Blood-flow through a stenosed valve causes pulmonary artery dilation, which manifests as a prominence of the pulmonary artery segment that is found in the mid-left border of the cardiac silhouette. If left untreated, the patient might develop right ventricular hypertrophy and/or enlargement. Enlargement of the right ventricle presents with a fullness of the lower retrosternal portion of the cardiac silhouette on a chest X-ray’s lateral view.

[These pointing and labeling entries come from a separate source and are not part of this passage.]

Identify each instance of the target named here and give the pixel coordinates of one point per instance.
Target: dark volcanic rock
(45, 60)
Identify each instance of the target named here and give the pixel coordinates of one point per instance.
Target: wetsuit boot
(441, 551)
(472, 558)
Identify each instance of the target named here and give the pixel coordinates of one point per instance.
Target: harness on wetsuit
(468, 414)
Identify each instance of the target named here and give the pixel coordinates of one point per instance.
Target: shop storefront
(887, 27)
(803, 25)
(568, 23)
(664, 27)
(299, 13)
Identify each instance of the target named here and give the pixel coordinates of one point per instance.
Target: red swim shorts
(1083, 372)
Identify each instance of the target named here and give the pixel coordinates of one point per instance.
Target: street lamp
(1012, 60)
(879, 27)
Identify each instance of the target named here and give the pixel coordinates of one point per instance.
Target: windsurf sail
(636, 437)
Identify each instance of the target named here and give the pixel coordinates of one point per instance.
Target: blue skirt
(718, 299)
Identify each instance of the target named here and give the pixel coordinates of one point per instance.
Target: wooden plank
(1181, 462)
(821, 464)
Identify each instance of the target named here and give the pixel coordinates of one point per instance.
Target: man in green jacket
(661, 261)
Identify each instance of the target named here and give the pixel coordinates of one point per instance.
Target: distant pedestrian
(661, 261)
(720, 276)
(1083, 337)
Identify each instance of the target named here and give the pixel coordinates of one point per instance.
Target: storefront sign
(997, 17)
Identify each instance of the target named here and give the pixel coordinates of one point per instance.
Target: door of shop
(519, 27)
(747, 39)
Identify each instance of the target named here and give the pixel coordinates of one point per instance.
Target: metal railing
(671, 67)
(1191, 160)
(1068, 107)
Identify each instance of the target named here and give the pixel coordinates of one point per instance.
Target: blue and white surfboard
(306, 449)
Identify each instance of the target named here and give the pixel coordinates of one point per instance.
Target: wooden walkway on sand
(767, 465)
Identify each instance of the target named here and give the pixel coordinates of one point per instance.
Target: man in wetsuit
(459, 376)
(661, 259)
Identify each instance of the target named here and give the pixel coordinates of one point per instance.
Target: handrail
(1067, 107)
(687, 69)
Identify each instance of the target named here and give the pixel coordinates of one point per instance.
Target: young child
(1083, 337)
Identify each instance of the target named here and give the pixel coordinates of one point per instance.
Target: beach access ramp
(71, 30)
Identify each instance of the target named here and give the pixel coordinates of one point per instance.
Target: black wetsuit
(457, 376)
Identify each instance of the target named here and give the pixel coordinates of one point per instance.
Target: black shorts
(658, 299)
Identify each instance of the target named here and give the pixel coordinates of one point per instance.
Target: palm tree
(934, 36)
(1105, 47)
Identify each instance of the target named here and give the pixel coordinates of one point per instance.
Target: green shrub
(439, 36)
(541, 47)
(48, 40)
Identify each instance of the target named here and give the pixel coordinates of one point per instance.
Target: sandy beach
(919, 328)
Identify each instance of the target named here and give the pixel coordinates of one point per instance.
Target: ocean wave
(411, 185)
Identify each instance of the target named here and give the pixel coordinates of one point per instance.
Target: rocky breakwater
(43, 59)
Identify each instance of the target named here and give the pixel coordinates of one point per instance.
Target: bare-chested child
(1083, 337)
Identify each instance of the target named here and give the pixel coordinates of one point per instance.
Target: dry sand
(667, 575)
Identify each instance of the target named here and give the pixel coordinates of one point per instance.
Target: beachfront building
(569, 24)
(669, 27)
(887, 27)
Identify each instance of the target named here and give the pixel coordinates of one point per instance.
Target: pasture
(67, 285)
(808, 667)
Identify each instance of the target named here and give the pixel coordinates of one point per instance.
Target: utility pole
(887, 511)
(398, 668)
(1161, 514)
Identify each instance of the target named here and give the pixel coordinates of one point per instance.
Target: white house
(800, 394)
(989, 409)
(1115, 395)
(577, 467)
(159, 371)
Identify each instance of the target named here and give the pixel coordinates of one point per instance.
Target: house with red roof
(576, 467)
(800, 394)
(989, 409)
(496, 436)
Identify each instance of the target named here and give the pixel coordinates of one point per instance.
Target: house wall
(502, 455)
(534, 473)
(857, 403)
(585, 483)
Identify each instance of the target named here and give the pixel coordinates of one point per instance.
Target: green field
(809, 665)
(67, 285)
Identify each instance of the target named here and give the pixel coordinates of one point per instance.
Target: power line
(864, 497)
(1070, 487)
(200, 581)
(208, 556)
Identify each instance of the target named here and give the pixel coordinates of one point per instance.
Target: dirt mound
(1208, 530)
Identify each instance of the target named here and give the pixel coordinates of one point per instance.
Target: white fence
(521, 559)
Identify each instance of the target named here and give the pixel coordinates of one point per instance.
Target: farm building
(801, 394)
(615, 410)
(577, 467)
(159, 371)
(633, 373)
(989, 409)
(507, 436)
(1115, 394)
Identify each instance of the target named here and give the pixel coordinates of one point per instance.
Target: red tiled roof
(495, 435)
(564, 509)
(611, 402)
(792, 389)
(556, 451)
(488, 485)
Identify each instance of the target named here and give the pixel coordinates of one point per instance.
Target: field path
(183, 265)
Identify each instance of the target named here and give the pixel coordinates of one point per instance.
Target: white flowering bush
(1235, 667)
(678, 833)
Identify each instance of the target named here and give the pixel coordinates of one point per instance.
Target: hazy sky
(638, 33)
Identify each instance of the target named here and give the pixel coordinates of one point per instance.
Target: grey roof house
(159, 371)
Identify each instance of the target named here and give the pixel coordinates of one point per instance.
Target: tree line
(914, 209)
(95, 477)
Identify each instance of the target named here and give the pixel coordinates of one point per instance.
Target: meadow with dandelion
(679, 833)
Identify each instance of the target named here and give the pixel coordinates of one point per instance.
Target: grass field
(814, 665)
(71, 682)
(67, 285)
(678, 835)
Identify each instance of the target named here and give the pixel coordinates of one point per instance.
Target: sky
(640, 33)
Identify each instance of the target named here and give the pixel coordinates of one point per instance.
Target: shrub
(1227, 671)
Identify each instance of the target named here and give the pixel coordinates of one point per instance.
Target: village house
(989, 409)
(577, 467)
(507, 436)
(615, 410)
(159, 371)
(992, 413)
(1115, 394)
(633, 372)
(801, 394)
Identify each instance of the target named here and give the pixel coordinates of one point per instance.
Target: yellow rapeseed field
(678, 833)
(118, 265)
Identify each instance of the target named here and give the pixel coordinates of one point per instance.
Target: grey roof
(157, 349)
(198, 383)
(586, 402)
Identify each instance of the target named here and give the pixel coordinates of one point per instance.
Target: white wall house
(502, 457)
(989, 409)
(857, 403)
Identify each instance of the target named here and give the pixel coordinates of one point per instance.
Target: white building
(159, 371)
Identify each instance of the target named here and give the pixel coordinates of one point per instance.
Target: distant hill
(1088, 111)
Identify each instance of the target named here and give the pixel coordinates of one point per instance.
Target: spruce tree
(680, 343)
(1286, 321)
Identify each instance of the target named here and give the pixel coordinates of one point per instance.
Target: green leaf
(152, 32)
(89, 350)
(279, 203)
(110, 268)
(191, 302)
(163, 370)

Aortic valve stenosis on a chest X-ray

Like pulmonary stenosis, blood flow through the stenosed aortic valve will be jet-like, causing the ascending aorta to dilate. Therefore, aorta fullness and prominence in the mid-region of the right heart border should be visible on a chest X-ray. Left ventricular enlargement, with lateral displacement of the cardiac apex, can be seen in untreated aortic stenosis cases. Congestive heart failure, with pulmonary edema and pleural effusions, is found on the chest X-rays of patients with prolonged histories of untreated severe aortic stenosis.

Tricuspid atresia on a chest X-ray

Patients with tricuspid atresia must have a patent ductus arteriosus or systemic-to-pulmonary arterial collaterals to survive. Therefore, increased pulmonary blood flow is a common finding in this condition. The cardiac silhouette in tricuspid atresia is small or normal.

Truncus arteriosus on a Chest X-ray

Patients with truncus arteriosus have a single great vessel instead of two major vessels arising from the heart, i.e., they do not have a pulmonary artery and an aorta. This main truncus manifests as a narrow mediastinum on a chest X-ray. Patients with this congenital anomaly usually have DiGeorge syndrome, which is characterized by the absence of the thymus gland, and further contributes to the narrowed mediastinum on a chest X-ray.

Total anomalous pulmonary venous return on a chest X-ray

In patients with total anomalous pulmonary venous return, the pulmonary veins drain into a vertical vein that is connected to the innominate vein. This abnormal venous configuration results in dilated vertical and innominate veins, as well as an enlarged superior vena cava.

The dilation of these three major veins results in a round image above the cardiac silhouette. This image is known as a snowman appearance and is characteristic of total anomalous pulmonary venous return. Pulmonary venous congestion is visible.

Acquired cardiac pathologies on a chest X-ray

Systemic hypertension can result in left ventricular hypertrophy, which can manifest as an enlarged cardiac silhouette with downward and lateral displacement of the cardiac apex.

Acquired aortic stenosis usually results in an image that is similar to systemic hypertension, but may also indicate congestive heart failure.

Patients with a large myocardial infarction can present with acute pulmonary edema and a normal or an enlarged cardiac silhouette, depending on the presence or absence of left ventricular hypertrophy.

Pericardial effusions and pericardial or cardiac tumors can also present with an enlarged cardiac silhouette on a chest X-ray.